It’s beginning to look a lot like Amelia

Amelia Earhart and her Lockheed Electra 10E NR16020

Amelia Earhart and the Lockheed Electra 10E NR16020 in which she and navigator Fred Noonan disappeared in July 1937.
(San Diego Air and Space Museum Archive)

It started quietly,  but the mainstream media have picked it up now.  TIGHAR’s Nikumaroro thesis on the fate of Amelia Earhart received a significant boost with the publication of a 16-page paper in the March 2018 issue of the scholarly journal Forensic Anthropology (not Forensic Pathology as stated in some sites), published by the University of Florida Press. See the article itself at this link: http://journals.upress.ufl.edu/fa/article/view/525

The author of the article is Richard L. Jantz, Professor Emeritus of Anthropology, and Director Emeritus of the Forensic Anthropology Center at the University of Tennessee at Knoxville.  According to his Wikipedia entry, Jantz’ research focuses primarily on forensic anthropology, skeletal biology, dermatoglyphics, anthropometry, anthropological genetics, and human variation, as well as the development of databases to aid anthropological research. Jantz is a prolific author,  and his research has helped lead and shape the field of physical and forensic anthropology for many years.   In the paper in question, he concludes that the bone fragments found, analyzed and subsequently lost in the 1940s are most probably those of Amelia Earhart.
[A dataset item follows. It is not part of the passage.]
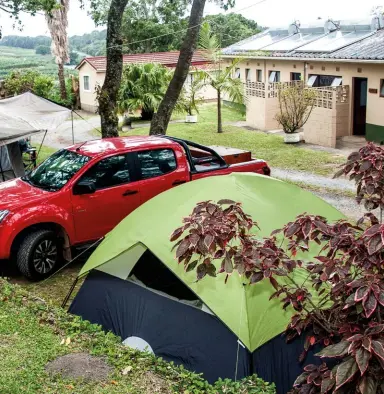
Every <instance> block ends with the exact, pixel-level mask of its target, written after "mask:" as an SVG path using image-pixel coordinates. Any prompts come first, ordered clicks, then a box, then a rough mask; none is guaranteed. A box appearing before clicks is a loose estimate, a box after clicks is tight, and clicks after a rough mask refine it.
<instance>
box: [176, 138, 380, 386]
mask: <svg viewBox="0 0 384 394" xmlns="http://www.w3.org/2000/svg"><path fill="white" fill-rule="evenodd" d="M376 151H377V148H376V147H374V146H372V145H371V144H369V145H368V147H367V148H366V150H364V148H363V149H361V150H360V152H359V156H357V154H353V155H351V156H352V157H353V158H354V159H353V160H354V161H353V163H354V164H352V166H355V170H354V171H355V172H359V174H360V175H361V176H360V175H359V177H358V178H359V180H358V182H361V185H362V186H360V191H359V193H360V194H359V195H360V196H362V198H364V199H365V200H366V204H367V201H368V202H369V201H371V202H372V201H373V202H372V203H373V204H374V206H377V205H376V204H379V205H381V201H382V200H381V199H382V196H384V191H383V190H380V188H381V187H382V186H381V181H380V180H377V181H376V180H375V181H373V183H374V187H375V192H374V193H368V191H369V192H370V191H371V190H370V189H369V190H368V189H367V188H368V185H370V184H371V178H372V177H374V176H376V173H375V172H374V173H373V174H372V167H371V166H368V164H364V160H365V158H366V157H367V156H369V157H370V159H369V160H370V162H372V166H373V167H375V168H376V167H377V166H376V161H374V159H373V158H372V157H371V156H372V155H375V157H376V158H377V160H379V157H383V159H384V154H383V152H382V151H381V152H377V155H376V153H375V154H374V153H372V152H376ZM369 152H371V153H369ZM351 156H350V159H349V161H348V163H346V164H345V168H344V172H345V173H346V174H347V173H349V172H350V171H351V169H350V166H351V161H352V160H351ZM363 157H364V158H363ZM359 160H360V161H361V160H362V161H363V162H362V163H361V162H360V163H359V164H357V163H358V162H359ZM375 160H376V159H375ZM362 165H363V168H361V166H362ZM380 171H381V167H380ZM361 190H364V195H362V194H361ZM372 198H373V199H374V200H372ZM377 198H379V199H380V202H378V200H377ZM368 207H371V205H369V204H368ZM257 229H258V226H257V223H256V222H254V221H253V219H252V218H251V217H250V216H249V215H247V214H246V213H245V212H244V211H243V209H242V207H241V204H239V203H237V202H234V201H230V200H221V201H218V202H217V203H214V202H212V201H205V202H201V203H199V204H197V206H196V207H195V209H194V210H193V212H192V214H191V215H190V216H188V217H186V218H184V219H183V226H182V227H180V228H178V229H176V230H175V231H174V233H173V234H172V235H171V241H178V242H177V243H176V244H175V247H176V248H177V249H176V256H177V259H178V262H179V263H183V264H184V266H185V269H186V270H187V271H192V270H196V272H197V279H198V280H201V279H203V278H204V277H205V276H206V275H210V276H216V274H217V273H225V275H226V279H225V280H227V279H228V276H229V275H231V274H233V273H234V271H237V273H238V274H240V275H243V276H244V277H246V278H247V279H248V280H249V284H250V285H252V284H255V283H257V282H259V281H261V280H268V281H269V282H270V283H271V285H272V286H273V288H274V293H273V295H272V296H271V298H278V299H280V300H281V302H282V307H283V308H287V307H289V306H290V307H291V308H293V310H294V314H293V316H292V318H291V321H290V323H289V325H288V327H287V330H286V334H287V339H288V340H290V339H293V338H294V337H295V336H298V335H306V341H305V346H304V351H303V354H302V355H301V359H302V360H304V359H305V356H306V353H307V352H308V350H309V349H310V348H311V347H313V346H314V345H316V344H319V345H321V346H322V348H323V350H321V351H320V353H318V354H317V355H318V356H319V357H321V358H324V359H326V360H327V362H329V359H332V358H333V359H335V361H336V362H335V363H333V364H332V365H335V364H336V366H333V367H332V368H330V367H329V366H328V365H327V363H326V362H324V363H323V364H322V365H320V366H315V365H307V366H306V367H305V368H304V372H303V374H302V375H300V376H299V377H298V378H297V380H296V382H295V384H294V388H293V389H292V391H291V392H290V393H292V394H317V393H321V394H323V393H337V394H346V393H358V394H374V393H379V394H384V264H383V262H384V225H382V224H380V223H379V221H378V220H377V218H376V217H375V216H374V215H373V214H372V213H368V214H366V215H365V217H364V218H362V219H361V220H360V221H359V222H358V224H357V225H355V224H352V223H349V222H348V221H344V220H341V221H338V222H336V223H328V221H327V220H326V219H325V218H324V217H321V216H313V215H307V214H303V215H300V216H298V217H297V218H296V219H295V220H294V221H293V222H290V223H288V224H286V225H285V226H284V227H283V228H282V229H279V230H275V231H274V232H272V234H271V236H270V237H268V238H264V239H263V240H260V239H259V238H258V237H256V236H255V230H257ZM283 241H285V242H283ZM282 245H285V246H282ZM317 245H320V248H319V246H317ZM314 246H316V247H317V249H320V251H319V252H318V255H317V256H316V257H315V258H313V259H312V261H310V262H309V263H308V262H306V263H304V262H303V261H301V260H298V259H297V258H296V254H297V253H298V252H300V253H301V254H304V255H305V253H306V252H308V251H309V249H310V248H312V247H314ZM296 269H302V270H305V271H306V272H307V274H308V275H307V279H306V280H305V281H304V282H303V283H300V282H298V281H297V280H295V279H294V275H293V272H294V270H296ZM279 277H283V278H281V279H284V280H281V279H280V278H279ZM314 293H317V294H316V295H317V297H316V299H317V300H318V301H317V302H316V303H315V302H314V301H313V299H315V297H313V295H314ZM324 361H325V360H324Z"/></svg>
The paper is a significant work, drawing on Jantz’ own expertise and a re-evaluation of the data recorded in Fiji in 1941, the last (and probably only) time that the bones were subjected to scientific analysis. Jantz says that additionally, information concerning Amelia Earhart’s body dimensions came to light in 2017 through a new study of Earhart’s clothing,  held in the George Palmer Putnam Collection of Amelia Earhart Papers at Purdue University.

The article challenges two assertions. Firstly that the bones were those of a stockily built male about 5’5″ in height.  Secondly,  notwithstanding speculation at the time, the skeletal remains were not considered to be those of Amelia Earhart because she was always thought to be tall, slender, and gracile (a word I have never used or read until now). The re-evaluation of the bone data, and measurements taken from her clothing, suggest that despite being 5’7″ tall and presenting a fairly elfin figure, Earhart was apparently a little more stocky in build, and around 20 pounds heavier,  than contemporary accounts and the evolving legend (courtesy no doubt of George Palmer Putnam)  would have us believe.

Jantz states in his conclusion: “Until definitive evidence is presented that the remains are not those of Amelia Earhart, the most convincing argument is that they are hers”

UTK (University of Tennessee at Knoxville) wrote a news release on the article here:  https://news.utk.edu/2018/03/07/researcher-new-forensic-analysis-indicates-bones-were-amelia-earharts/

It’s comforting to this part-time academic that the article itself was received by the journal in August 2017, was revised in October, and accepted for publication in November 2017, finally appearing in Vol.1, No. 2 in March 2018. The academic publishing process is as tortuous as ever.

I await with some interest the response of the supporters of the other theories.